Methodology
How the R2 Framework and R2G Standard are calculated.
Overview.
The R2 Framework and R2G Standard combine two data pipelines — primary survey research and AI-discoverable digital signals — into a single calibrated composite. Neither source alone is sufficient. Their combination is what makes the R2G Standard defensible.
Primary survey research.
The R2 Framework's survey component captures how the company is perceived, trusted, and prioritized across five primary stakeholder audiences:
- Policy and regulators
- Financial community (investors, analysts, financial press)
- Talent market (current employees, prospective employees, alumni)
- Journalists and media
- Customers and users
Survey instruments are calibrated to the two foundations and seven levers of the R2 Framework and administered across statistically significant sample sizes per audience per market. Data is refreshed quarterly.
AI-discoverable digital signals.
The R2 Framework's digital component measures how the company appears across the AI-generated answer environments that increasingly precede audience encounters with the brand.

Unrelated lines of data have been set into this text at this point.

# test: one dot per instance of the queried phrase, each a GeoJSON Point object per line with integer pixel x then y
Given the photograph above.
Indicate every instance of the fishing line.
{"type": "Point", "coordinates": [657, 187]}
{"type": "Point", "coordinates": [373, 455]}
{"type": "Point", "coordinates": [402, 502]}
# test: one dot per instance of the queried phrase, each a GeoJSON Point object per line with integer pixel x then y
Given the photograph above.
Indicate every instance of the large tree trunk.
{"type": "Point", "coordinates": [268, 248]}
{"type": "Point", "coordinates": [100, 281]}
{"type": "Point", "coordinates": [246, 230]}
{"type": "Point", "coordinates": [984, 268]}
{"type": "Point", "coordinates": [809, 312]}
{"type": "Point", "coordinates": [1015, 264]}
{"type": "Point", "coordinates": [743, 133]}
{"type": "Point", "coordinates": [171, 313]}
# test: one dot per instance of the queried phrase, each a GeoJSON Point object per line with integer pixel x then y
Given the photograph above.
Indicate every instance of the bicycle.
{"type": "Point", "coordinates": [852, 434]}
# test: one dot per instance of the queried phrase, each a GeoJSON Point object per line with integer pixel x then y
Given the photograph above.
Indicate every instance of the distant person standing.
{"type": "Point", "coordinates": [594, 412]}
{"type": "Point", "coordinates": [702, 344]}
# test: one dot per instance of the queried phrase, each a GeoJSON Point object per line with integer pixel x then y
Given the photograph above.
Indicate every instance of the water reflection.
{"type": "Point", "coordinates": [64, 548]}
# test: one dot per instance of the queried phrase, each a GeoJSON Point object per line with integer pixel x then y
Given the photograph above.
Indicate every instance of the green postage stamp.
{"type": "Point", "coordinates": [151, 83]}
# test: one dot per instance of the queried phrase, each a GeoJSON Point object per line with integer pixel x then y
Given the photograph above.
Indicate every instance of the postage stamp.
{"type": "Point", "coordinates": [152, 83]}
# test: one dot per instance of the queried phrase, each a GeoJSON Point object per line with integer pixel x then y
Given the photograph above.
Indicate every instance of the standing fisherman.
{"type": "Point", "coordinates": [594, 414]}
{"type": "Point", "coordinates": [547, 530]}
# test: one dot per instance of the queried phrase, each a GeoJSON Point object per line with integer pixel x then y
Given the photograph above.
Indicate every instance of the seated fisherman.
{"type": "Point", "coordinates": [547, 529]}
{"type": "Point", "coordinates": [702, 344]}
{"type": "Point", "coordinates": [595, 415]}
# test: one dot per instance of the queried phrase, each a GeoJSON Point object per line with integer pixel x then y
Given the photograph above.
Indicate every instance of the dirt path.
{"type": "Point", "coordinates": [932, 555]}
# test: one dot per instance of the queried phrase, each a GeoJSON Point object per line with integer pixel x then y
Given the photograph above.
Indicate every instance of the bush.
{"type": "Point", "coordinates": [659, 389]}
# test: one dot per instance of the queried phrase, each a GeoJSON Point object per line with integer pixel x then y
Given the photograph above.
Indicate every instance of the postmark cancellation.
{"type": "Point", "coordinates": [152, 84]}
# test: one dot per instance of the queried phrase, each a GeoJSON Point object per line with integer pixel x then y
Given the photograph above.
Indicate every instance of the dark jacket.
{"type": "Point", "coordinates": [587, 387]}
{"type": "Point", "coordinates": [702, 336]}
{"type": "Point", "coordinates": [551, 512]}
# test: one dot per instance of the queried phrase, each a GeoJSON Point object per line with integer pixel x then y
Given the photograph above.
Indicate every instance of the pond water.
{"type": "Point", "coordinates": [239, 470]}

Signals are collected across:
- ChatGPT (approximately 80–85% weight in the composite)
- Google AI Overviews and Gemini (approximately 10–15% weight)

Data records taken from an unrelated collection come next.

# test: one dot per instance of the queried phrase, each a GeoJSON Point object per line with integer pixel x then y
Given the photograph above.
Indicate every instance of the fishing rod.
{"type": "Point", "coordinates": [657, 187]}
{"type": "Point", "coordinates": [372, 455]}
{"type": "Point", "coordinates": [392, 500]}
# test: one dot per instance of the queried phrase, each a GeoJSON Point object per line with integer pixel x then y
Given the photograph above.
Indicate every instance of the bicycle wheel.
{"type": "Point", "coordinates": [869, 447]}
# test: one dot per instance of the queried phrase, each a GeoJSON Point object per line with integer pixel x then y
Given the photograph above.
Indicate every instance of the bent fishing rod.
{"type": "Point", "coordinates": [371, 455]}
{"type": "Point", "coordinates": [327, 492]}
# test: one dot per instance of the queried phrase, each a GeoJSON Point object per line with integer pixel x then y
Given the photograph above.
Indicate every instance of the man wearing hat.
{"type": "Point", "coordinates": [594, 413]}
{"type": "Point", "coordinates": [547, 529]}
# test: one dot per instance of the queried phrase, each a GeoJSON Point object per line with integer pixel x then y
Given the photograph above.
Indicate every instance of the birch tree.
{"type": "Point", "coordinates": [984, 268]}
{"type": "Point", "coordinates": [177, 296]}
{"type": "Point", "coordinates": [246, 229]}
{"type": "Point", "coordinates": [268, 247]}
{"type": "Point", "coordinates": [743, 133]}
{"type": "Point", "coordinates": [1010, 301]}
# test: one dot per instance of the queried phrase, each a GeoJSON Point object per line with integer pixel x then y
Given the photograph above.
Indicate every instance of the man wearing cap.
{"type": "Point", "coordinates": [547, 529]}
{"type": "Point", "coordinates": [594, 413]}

- Perplexity, Claude, Grok, and other emerging environments (remainder, distributed)
For each model, R2 measures across a rotating panel of category-relevant queries: brand-name queries, category queries, product queries, executive queries, competitor comparison queries, and crisis-topic queries.
Digital signals are refreshed continuously. Composite digital scores are recalculated weekly.
Calibration between survey and digital.
The R2 Framework treats primary survey research and AI-discoverable digital signals as independent measurements of the same underlying reputation and relevance quantities. Divergence between the two is diagnostic — not error. When a company's survey-measured reputation exceeds its AI-visible reputation, the gap indicates communication opportunity. When AI-visible reputation exceeds survey reputation, the gap indicates over-reliance on discoverability without underlying stakeholder conviction.
The R2G Standard composite score is calibrated to weight the two pipelines equally, adjusted quarterly based on category and market maturity.
Model weighting.
The R2 Framework publishes its model weighting quarterly, versioned and archived. The current weighting (Q3 2026) is:
- ChatGPT
- 82%
- Google AI Overviews and Gemini
- 12%
- Perplexity
- 3%
- Claude, Grok, and others
- 3%
Weighting is recalibrated based on measured audience use across primary stakeholder categories. All historical weightings are archived and available on request.
The stakeholder lens.
The R2G Standard produces a single composite number. That number, alone, is not the deliverable. R2 interprets the number through five stakeholder lenses — each of which reads the same underlying data through a different set of concerns.
- Policy and regulators read the score for institutional legitimacy, transparency, and regulatory alignment.
- Financial community reads it for durability of growth, valuation defensibility, and disclosure quality.
- Talent market reads it for employer brand strength, leadership credibility, and mission clarity.
- Journalists and media read it for narrative coherence, controversy exposure, and story availability.
- Customers and users read it for product credibility, category authority, and reputational risk.
Each lens produces a red/yellow/green diagnostic across the two foundations and seven levers, plus a named-move recommendation set.
Diagnose · Direct · Do™
R2 engagements are structured in three tiers:
- 01Diagnose — the R2G Standard score, two-foundation, seven-lever breakdown, AI-visibility summary, and stakeholder lens maps.
- 02Direct — content gap analysis, page-priority guidance, messaging framework by stakeholder, and paid/earned/owned allocation.
- 03Do — schema and JSON-LD structured data generation, syndication recommendations, and content briefs.
R2 does not offer automated content generation or click-the-button reputation remediation. Reputation is earned through decisions and actions, not through automated content overrides. R2's remediation stops where the company's decision-making begins.
Versioning and transparency.
The R2 Framework methodology is versioned. Every material change to the framework, the equation, or the model weighting is published, dated, and preserved in an archived version history. The current published version is 1.0 (July 2026).
The R2G Standard is a proprietary composite methodology of Objektive Ventures. Full technical documentation is available under license to R2 subscribers.